- Occupation: Filmmaker
- Spouse: Calvin Christian Madsen ​ ​(divorced)​
- Children: Michael Madsen; Virginia Madsen;
- Relatives: Christian Madsen (grandson)

= Elaine Madsen =

American filmmaker and author

Elaine Madsen is an American author and filmmaker. She won an Emmy Award in 1983 for producing the documentary Better Than It Has to Be.

==Personal life==
Madsen is divorced from Calvin Christian Madsen, a firefighter, with whom she had two children, actress Virginia Madsen and actor Michael Madsen.
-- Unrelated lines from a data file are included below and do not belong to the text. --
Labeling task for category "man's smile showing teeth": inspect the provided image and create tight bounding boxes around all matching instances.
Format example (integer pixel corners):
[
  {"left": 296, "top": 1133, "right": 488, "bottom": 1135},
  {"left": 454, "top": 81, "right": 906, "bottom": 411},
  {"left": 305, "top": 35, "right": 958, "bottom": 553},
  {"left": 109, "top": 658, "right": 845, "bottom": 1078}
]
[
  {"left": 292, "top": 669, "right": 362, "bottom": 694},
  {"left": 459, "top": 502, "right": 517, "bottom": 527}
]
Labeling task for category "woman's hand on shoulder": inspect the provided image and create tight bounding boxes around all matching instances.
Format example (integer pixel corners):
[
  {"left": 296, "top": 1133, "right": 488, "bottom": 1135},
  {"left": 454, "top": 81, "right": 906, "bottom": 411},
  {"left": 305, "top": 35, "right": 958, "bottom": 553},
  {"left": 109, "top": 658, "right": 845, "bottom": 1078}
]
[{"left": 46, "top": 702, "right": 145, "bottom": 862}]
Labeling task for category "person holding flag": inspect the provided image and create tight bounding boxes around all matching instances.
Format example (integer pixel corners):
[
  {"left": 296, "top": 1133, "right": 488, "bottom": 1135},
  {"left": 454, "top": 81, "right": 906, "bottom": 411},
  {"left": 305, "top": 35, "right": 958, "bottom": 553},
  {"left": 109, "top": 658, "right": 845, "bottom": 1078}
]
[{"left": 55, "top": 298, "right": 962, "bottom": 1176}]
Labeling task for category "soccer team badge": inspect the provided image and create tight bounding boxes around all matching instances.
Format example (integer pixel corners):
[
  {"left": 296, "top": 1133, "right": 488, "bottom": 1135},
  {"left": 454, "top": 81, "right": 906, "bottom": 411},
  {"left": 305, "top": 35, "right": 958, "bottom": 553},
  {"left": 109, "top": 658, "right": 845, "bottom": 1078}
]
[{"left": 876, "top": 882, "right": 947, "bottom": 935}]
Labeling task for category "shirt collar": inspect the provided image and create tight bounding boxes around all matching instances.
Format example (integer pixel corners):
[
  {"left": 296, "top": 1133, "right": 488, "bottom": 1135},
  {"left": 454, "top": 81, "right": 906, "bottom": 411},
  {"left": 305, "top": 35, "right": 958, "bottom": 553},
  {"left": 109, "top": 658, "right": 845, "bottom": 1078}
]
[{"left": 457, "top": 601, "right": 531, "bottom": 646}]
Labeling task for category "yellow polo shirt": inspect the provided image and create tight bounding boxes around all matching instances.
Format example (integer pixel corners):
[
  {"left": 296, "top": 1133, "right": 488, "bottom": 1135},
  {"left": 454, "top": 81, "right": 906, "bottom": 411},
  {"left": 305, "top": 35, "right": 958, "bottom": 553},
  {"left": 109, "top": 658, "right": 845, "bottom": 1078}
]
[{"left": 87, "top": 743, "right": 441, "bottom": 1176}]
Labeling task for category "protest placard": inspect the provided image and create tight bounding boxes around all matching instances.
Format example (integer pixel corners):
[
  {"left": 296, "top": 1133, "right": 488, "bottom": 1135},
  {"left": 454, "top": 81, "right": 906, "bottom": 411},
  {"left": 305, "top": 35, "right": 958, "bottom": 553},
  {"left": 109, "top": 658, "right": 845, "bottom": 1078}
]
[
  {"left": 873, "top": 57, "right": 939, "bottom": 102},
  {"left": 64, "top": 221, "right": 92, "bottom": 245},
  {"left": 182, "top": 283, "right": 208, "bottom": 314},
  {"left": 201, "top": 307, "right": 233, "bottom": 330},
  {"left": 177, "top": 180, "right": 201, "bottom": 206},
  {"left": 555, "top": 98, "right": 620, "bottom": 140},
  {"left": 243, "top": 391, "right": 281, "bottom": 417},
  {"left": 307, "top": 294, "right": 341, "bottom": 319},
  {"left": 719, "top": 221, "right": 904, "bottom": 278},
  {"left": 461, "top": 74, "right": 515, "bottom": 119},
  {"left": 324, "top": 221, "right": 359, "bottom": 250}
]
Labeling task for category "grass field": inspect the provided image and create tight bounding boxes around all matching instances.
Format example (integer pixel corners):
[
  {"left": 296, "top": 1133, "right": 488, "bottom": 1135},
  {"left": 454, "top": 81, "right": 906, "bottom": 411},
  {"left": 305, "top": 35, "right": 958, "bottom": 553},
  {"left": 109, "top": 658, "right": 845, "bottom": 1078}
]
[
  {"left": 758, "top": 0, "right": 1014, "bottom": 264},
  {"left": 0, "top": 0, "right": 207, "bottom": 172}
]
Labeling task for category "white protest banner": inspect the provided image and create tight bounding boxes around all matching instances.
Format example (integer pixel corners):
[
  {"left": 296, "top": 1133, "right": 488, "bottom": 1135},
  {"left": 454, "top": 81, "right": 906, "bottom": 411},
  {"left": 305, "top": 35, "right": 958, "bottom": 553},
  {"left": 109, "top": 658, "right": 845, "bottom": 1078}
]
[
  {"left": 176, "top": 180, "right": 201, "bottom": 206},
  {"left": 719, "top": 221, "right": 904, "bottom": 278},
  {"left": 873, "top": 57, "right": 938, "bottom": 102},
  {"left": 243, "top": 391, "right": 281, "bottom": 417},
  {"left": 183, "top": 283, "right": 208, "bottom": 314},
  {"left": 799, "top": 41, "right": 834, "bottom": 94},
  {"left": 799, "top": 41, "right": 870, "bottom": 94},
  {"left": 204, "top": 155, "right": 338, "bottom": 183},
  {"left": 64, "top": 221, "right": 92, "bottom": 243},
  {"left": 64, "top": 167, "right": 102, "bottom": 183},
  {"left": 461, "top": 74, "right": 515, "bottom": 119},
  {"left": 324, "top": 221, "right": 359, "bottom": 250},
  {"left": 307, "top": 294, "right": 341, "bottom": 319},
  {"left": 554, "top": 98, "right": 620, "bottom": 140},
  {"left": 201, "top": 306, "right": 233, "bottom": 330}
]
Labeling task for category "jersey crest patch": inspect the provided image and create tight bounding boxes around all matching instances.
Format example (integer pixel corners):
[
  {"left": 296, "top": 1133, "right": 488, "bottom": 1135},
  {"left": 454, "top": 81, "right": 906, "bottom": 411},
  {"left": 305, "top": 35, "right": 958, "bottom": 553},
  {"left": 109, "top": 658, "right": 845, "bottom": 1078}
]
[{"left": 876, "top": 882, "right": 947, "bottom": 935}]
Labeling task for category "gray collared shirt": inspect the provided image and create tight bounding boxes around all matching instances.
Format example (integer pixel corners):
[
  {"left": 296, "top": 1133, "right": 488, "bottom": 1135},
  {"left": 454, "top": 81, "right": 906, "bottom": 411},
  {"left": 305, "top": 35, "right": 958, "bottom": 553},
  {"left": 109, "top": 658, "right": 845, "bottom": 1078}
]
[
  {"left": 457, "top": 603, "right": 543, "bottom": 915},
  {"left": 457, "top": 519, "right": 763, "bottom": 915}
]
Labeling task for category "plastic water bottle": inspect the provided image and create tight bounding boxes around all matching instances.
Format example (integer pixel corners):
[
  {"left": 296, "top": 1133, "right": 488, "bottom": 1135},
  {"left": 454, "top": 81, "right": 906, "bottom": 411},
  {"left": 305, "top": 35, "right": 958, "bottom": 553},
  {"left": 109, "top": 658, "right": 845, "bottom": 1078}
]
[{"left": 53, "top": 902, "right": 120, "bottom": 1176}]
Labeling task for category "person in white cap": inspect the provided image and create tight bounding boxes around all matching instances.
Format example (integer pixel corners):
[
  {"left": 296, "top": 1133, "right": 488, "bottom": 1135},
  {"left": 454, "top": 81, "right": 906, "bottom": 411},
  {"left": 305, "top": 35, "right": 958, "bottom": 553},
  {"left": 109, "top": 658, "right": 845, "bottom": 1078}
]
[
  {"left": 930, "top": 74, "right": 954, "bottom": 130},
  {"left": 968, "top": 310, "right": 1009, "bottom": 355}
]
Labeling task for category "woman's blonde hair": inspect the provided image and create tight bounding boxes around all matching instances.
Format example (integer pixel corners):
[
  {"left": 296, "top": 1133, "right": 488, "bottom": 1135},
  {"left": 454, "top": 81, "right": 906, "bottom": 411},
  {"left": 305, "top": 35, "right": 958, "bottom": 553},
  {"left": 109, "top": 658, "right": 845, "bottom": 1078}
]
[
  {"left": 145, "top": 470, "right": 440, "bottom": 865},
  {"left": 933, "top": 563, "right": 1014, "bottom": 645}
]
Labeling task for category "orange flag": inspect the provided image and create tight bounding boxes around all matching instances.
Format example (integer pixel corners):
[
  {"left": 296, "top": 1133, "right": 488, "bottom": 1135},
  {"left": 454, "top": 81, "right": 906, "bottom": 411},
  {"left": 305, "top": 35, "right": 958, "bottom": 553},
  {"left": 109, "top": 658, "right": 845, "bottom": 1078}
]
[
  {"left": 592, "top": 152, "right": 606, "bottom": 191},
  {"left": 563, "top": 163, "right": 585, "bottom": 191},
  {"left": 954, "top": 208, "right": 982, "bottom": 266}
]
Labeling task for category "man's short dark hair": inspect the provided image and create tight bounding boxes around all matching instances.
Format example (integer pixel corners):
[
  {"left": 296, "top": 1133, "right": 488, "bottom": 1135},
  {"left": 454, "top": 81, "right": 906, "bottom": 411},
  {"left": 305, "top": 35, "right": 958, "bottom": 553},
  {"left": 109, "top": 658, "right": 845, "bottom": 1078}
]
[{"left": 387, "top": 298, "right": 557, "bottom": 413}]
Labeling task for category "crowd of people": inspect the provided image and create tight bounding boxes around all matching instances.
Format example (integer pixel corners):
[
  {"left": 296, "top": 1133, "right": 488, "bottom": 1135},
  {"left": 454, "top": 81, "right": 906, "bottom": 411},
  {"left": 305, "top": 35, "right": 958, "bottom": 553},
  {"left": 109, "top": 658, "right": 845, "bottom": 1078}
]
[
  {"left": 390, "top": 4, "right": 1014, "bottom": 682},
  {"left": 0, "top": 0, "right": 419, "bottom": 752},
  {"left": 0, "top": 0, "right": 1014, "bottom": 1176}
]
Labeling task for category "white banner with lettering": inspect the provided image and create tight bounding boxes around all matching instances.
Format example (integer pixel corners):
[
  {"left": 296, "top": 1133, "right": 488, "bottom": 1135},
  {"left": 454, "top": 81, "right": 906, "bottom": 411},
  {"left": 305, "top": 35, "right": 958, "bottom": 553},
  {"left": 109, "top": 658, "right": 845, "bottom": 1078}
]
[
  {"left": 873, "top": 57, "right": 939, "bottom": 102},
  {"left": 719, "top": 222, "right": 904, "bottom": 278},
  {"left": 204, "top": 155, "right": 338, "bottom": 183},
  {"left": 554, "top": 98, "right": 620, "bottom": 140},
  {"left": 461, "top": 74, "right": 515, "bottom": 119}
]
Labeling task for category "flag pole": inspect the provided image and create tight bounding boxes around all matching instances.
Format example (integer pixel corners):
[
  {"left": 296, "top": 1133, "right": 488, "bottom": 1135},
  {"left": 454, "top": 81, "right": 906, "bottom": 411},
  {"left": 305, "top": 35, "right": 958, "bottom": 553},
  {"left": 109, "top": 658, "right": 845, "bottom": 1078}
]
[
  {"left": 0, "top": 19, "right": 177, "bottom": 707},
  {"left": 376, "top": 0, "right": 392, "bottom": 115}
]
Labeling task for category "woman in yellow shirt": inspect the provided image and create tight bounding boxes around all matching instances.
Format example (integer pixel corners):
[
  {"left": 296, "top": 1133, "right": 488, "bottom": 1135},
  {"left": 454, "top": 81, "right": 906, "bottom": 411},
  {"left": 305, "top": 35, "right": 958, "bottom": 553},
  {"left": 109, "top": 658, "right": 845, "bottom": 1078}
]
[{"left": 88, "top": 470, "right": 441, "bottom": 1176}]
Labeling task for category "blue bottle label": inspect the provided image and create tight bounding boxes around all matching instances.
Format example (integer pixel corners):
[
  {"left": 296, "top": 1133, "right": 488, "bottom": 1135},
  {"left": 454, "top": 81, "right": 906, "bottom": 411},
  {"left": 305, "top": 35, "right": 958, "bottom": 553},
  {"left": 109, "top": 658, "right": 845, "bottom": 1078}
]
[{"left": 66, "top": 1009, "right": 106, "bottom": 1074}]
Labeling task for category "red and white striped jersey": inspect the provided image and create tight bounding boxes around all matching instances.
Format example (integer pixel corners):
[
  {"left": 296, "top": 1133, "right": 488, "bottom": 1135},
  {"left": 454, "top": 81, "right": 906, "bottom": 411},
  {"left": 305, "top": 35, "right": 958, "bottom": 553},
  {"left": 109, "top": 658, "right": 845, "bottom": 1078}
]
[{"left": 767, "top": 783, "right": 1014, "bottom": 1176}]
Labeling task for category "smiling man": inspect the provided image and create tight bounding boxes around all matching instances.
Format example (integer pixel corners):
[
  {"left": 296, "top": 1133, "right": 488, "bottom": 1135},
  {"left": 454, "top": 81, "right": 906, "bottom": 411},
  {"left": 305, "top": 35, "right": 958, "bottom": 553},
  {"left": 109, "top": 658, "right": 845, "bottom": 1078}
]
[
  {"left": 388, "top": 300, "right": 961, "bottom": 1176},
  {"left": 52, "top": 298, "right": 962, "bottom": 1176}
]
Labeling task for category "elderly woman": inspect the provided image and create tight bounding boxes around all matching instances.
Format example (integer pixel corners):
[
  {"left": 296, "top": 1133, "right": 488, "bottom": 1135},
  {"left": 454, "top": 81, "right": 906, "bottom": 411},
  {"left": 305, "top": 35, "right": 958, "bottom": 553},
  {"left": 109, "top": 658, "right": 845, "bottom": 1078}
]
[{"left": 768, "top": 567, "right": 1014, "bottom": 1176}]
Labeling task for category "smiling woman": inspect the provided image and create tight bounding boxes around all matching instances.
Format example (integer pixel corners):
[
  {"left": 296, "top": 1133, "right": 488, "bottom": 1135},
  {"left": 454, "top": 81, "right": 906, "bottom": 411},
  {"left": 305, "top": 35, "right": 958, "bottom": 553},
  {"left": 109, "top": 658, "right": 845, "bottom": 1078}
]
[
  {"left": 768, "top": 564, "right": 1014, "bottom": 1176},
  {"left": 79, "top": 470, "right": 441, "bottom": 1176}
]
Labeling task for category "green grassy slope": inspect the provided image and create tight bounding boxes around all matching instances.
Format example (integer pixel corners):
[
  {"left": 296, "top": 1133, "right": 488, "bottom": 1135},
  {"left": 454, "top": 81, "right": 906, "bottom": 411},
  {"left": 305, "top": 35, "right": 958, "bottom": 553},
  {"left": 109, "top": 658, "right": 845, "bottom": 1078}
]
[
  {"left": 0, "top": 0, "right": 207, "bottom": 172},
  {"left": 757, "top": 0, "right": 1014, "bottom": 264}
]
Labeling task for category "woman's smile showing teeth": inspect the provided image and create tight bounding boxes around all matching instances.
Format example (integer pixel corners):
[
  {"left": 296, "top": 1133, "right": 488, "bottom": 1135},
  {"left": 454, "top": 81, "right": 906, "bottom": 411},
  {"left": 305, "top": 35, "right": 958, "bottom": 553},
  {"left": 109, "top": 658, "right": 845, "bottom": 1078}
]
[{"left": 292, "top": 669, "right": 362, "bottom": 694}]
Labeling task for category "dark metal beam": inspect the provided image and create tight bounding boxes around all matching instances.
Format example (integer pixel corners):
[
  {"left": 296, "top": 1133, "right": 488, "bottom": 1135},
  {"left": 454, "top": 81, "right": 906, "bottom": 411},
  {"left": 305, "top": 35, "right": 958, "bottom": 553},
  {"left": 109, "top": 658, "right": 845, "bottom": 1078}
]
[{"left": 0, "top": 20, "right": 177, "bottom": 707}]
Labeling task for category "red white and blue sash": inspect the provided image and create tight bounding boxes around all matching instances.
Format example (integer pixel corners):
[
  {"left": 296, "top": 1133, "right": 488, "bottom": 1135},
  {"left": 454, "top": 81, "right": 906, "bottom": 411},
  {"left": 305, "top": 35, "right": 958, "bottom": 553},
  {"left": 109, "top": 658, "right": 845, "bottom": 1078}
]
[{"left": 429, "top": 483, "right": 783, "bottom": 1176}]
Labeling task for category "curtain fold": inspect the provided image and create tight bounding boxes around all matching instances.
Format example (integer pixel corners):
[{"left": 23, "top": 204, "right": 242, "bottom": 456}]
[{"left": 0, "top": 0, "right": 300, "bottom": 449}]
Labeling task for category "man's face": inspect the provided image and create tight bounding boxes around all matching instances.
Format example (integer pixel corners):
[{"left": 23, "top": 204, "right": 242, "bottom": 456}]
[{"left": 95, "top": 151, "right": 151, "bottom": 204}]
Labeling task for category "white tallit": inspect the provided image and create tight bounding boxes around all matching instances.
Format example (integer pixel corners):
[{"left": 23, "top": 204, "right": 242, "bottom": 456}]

She originally embarked on a career in finance, later deciding to pursue more creative endeavors for herself. In the 1960s she became an acquaintance of Roger Ebert, who encouraged her to pursue a career in the film industry. Her grandson is actor Christian Madsen.

==Career==
In 1983, she produced a documentary titled Better Than It Has to Be, for which she won an Emmy Award. The documentary is about the history of filmmaking in the Chicago area. In 2007, Madsen co-authored with Douglass Stewart a book titled The Texan and the Dutch Gas. Madsen published a book of original poems titled Crayola Can't Make These Colors in 2009. She has written for several magazines and also spent time as a film critic. In 2009, she partnered with her daughter to produce and direct I Know a Woman Like That, a documentary featuring interviews with several women over 60 and how they defy age stereotypes. Featured interviews include Rita Moreno, Lauren Hutton, Elaine Kaufman, and Eartha Kitt. She works with her daughter's film production company, Title IX Productions. The name was chosen from the 1972 law that defends against gender discrimination.